You’re not the kind of person people expect to see in study halls.
Not with the way you dress — oversized band tees with frayed collars, ripped jeans, a red streak in your hair that refuses to fade. Tattoos inked into your knuckles, rings on nearly every finger. You carry your guitar case like some carry their books — religiously, protectively. You’ve got a reputation for showing up late, talking back, cutting class. Some call you reckless. Some call you trouble. You’ve never minded either.
Malia Baker is the kind of person professors nod at in the hallway. She’s clean lines, soft cardigans, notebooks filled with perfectly spaced handwriting in soft blue ink. Her bag always zipped, her desk always tidy, her face unreadable in the quiet way of people who’ve been good their whole lives. She never skips. She never swears. She speaks in full sentences and holds eye contact just a second longer than necessary — not to intimidate, but to ground. The kind of girl who folds her sweaters. Who leaves polite comments on class forums. Who gets straight As without having to brag about it.
You shouldn’t be in the same orbit. And yet — here you are.
She’s already seated when you step into the library, the last light of golden hour barely reaching through the windows. The study hall is half-empty, silent but not still. Her table’s covered in highlighted pages and pastel post-it notes. A thermos rests beside her laptop. She doesn’t look up right away. But she knows you’re there.

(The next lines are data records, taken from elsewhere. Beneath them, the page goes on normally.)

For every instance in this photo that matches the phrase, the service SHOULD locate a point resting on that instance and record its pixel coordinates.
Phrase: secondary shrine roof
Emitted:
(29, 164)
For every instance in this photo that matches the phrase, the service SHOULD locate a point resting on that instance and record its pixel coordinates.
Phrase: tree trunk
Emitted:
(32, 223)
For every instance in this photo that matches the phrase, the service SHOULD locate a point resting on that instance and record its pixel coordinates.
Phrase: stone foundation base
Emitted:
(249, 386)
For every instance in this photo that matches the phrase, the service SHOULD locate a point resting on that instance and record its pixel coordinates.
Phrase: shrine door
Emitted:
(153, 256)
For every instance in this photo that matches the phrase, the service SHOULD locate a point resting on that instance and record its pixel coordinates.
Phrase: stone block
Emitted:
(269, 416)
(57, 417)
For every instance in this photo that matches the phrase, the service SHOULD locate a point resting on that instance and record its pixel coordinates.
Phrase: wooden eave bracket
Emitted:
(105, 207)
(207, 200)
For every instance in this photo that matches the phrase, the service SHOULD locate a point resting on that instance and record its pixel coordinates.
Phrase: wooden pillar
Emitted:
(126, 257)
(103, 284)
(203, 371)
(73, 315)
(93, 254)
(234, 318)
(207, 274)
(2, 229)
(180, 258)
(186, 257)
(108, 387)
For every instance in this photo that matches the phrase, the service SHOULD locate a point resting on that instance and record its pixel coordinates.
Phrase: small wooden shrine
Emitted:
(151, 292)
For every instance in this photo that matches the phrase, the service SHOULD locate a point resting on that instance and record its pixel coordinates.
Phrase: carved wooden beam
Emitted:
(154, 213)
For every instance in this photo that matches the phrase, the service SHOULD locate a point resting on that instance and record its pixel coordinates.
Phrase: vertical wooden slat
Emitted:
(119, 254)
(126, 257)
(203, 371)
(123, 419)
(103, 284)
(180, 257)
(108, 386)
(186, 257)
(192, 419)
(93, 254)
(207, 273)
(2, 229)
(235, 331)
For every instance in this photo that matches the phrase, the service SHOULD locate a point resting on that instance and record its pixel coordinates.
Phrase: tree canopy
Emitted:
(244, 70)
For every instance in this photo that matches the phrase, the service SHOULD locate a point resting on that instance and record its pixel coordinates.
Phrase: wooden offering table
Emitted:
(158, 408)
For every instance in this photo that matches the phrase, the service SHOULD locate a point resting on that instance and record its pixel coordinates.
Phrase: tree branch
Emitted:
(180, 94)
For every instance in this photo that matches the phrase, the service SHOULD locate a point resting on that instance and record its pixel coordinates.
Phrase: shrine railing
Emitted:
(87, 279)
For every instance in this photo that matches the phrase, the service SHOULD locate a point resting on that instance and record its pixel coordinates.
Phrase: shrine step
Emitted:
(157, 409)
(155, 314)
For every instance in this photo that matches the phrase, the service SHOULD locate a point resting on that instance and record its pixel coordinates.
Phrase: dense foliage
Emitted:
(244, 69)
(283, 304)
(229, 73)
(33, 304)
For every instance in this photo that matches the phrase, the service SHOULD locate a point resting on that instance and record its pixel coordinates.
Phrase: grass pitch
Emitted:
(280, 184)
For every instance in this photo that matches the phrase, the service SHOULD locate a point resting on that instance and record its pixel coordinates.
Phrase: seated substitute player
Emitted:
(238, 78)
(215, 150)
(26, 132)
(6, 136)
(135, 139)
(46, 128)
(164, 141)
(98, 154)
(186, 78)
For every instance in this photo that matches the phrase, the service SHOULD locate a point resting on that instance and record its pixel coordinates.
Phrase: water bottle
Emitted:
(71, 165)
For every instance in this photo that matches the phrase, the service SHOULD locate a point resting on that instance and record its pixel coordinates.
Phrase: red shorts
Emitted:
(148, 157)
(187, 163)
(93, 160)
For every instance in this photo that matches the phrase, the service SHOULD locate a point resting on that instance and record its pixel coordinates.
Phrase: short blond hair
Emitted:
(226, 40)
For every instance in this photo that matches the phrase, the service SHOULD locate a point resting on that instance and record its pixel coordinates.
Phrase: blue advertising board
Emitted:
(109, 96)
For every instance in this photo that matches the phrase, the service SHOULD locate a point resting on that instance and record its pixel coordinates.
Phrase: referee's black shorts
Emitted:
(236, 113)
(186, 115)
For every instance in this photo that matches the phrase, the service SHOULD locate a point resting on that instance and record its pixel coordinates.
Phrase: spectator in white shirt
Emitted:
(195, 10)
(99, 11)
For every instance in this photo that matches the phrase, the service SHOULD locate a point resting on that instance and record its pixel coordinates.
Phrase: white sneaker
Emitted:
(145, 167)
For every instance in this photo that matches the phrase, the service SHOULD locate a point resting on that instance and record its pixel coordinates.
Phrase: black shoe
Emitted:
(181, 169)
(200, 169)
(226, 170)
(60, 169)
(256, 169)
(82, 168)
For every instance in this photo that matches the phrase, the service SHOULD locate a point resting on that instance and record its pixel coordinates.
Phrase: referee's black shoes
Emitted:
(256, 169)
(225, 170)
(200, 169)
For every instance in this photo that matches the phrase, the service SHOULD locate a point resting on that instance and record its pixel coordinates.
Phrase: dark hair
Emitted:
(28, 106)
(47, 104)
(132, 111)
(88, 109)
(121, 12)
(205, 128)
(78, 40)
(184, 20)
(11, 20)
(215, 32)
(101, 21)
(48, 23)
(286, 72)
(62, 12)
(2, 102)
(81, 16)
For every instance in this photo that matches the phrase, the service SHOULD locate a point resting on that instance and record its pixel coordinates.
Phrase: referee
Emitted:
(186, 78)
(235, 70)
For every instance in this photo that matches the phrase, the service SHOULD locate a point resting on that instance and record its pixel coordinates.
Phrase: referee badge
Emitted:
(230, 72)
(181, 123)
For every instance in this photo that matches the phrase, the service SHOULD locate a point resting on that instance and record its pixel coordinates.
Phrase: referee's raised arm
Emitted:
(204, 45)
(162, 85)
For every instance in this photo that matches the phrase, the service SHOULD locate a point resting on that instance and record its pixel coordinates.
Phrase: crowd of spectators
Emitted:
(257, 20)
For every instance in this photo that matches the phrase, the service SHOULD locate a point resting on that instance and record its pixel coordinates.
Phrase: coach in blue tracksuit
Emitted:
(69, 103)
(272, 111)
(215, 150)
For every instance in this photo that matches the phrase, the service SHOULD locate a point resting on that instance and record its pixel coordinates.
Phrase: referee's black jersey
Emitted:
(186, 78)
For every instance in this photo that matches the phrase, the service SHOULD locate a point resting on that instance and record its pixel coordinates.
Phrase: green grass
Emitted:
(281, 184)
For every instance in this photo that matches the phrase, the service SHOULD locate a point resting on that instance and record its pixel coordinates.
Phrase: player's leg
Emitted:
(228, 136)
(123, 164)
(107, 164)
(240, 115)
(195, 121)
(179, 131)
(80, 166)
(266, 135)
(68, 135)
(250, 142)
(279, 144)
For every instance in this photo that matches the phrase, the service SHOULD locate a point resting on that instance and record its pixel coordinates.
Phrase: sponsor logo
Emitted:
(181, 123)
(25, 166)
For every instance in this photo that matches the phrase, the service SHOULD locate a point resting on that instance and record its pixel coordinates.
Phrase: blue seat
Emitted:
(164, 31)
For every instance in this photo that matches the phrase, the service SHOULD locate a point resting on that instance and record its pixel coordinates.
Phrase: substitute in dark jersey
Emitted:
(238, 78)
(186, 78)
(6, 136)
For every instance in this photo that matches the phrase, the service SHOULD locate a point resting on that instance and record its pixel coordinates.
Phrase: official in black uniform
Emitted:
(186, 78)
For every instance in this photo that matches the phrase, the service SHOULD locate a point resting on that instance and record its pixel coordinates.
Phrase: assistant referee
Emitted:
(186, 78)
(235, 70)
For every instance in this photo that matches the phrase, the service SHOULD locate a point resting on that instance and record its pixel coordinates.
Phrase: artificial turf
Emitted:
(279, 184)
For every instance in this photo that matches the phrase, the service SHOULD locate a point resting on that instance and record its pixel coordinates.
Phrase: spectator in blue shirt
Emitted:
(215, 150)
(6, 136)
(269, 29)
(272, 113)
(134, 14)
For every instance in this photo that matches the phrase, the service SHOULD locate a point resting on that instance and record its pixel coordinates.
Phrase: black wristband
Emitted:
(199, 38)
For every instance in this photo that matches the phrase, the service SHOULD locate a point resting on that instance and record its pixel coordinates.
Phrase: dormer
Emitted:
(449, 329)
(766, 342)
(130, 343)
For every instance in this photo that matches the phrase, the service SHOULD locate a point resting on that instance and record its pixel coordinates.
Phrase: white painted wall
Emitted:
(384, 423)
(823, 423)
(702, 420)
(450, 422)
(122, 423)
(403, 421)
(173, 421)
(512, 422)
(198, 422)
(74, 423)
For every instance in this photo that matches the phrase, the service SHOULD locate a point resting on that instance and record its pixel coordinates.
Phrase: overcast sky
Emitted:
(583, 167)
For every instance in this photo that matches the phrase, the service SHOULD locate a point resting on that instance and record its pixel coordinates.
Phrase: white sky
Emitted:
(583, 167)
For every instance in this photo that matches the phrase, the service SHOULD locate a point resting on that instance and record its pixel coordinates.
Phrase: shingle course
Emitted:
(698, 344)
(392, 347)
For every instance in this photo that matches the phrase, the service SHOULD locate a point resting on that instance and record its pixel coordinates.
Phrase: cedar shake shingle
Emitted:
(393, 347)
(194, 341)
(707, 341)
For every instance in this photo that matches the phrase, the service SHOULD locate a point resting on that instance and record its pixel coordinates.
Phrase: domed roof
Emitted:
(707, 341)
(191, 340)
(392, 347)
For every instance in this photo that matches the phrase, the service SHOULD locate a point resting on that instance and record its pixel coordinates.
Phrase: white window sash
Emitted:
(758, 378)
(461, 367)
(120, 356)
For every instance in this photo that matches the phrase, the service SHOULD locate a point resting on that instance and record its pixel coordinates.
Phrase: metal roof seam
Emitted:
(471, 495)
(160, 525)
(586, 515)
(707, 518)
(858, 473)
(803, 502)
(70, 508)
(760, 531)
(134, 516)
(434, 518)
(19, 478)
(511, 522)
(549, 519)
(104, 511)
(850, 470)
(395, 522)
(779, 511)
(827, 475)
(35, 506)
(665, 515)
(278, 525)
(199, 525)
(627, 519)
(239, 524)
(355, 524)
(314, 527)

You drop into the seat across from her like it’s yours by right.
She finally glances at you — not surprised. Not annoyed, either. Just… assessing. Like she hasn’t decided what you are yet. A problem? A joke? A threat?
“I wasn’t sure you’d show,” she says, eyes back on the screen. Her voice is even. Measured.

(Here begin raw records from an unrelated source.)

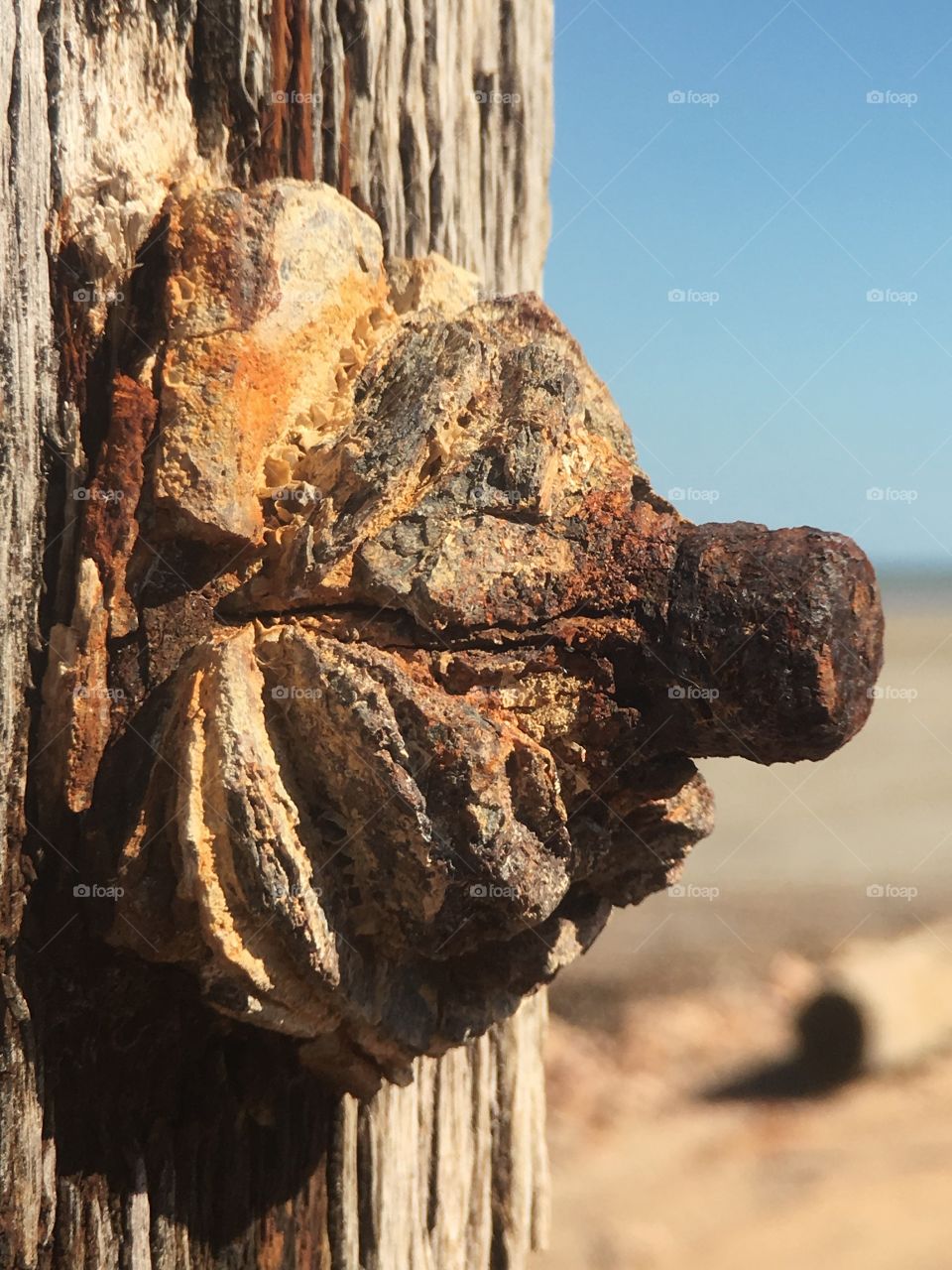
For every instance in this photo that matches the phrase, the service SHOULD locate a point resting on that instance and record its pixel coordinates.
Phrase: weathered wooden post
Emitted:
(352, 668)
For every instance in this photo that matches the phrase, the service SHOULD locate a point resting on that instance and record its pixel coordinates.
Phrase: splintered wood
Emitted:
(435, 712)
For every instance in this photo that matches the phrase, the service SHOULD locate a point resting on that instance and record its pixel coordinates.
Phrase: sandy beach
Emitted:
(688, 989)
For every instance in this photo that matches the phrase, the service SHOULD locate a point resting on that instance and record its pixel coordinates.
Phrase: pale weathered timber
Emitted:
(299, 466)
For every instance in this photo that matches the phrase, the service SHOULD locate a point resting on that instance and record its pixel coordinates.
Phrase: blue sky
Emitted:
(778, 189)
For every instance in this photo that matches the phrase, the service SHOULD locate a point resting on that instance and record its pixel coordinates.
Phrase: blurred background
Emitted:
(752, 239)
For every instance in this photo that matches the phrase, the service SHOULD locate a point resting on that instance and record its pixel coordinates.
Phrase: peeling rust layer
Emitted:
(425, 662)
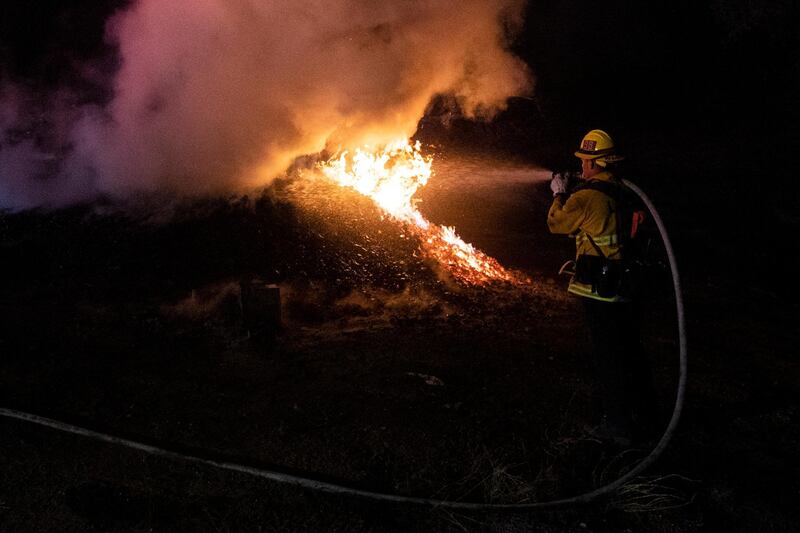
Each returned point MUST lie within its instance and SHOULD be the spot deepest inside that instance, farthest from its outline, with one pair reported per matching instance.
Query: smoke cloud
(220, 95)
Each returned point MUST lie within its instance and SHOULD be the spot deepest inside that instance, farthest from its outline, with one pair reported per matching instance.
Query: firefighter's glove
(558, 184)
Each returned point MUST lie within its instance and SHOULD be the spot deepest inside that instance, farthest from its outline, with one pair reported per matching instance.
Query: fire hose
(333, 488)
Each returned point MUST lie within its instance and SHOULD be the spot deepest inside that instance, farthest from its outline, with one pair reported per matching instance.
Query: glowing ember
(390, 177)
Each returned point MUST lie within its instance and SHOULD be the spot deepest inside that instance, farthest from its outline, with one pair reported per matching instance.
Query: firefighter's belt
(602, 240)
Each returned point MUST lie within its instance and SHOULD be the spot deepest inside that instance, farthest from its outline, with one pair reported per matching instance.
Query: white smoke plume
(220, 95)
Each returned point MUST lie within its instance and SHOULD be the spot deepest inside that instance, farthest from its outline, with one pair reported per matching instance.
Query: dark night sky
(714, 81)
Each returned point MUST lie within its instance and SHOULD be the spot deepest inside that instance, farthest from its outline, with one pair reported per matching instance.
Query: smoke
(220, 95)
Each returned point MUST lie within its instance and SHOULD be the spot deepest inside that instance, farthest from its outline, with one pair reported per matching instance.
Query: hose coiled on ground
(323, 486)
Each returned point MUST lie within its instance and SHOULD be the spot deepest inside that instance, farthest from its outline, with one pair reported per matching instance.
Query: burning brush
(391, 176)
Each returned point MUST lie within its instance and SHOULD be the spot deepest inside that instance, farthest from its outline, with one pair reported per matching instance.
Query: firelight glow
(390, 176)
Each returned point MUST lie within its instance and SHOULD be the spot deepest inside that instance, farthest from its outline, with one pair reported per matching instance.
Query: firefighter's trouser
(623, 370)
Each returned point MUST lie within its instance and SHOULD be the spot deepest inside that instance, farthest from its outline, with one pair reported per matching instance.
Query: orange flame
(390, 177)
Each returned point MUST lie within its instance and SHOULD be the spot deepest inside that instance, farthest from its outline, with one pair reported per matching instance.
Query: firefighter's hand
(558, 184)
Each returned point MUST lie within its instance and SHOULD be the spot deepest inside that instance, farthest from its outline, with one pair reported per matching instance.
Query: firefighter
(590, 215)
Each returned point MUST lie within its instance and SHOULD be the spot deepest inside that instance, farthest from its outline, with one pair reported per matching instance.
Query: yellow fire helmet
(599, 146)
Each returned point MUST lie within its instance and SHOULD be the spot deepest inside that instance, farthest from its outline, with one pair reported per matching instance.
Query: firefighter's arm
(566, 214)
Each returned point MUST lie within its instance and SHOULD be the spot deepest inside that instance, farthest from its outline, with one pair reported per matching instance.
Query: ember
(390, 176)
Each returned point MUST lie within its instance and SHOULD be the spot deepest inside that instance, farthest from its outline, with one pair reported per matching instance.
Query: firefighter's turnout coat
(588, 212)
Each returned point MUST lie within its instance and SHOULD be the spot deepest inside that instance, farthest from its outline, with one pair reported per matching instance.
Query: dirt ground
(385, 374)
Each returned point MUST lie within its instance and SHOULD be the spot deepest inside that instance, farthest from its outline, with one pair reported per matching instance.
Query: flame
(390, 176)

You stretch out in the chair, crack your knuckles, raise an eyebrow. “Neither were you.”
Her fingers pause over the keyboard. You think you see the corner of her mouth twitch. Maybe irritation. Maybe something else.
“I brought my notes,” she says finally, still not meeting your gaze. “I highlighted the sections I thought we could split. Unless that’s too much for you.” But her eyes flick to your tattooed wrist when you reach into your bag.
And there it is — the edge. Polite on the surface, condescending underneath. You lean back in your chair and grin.
She so doesn’t like you. So why did she save you a seat?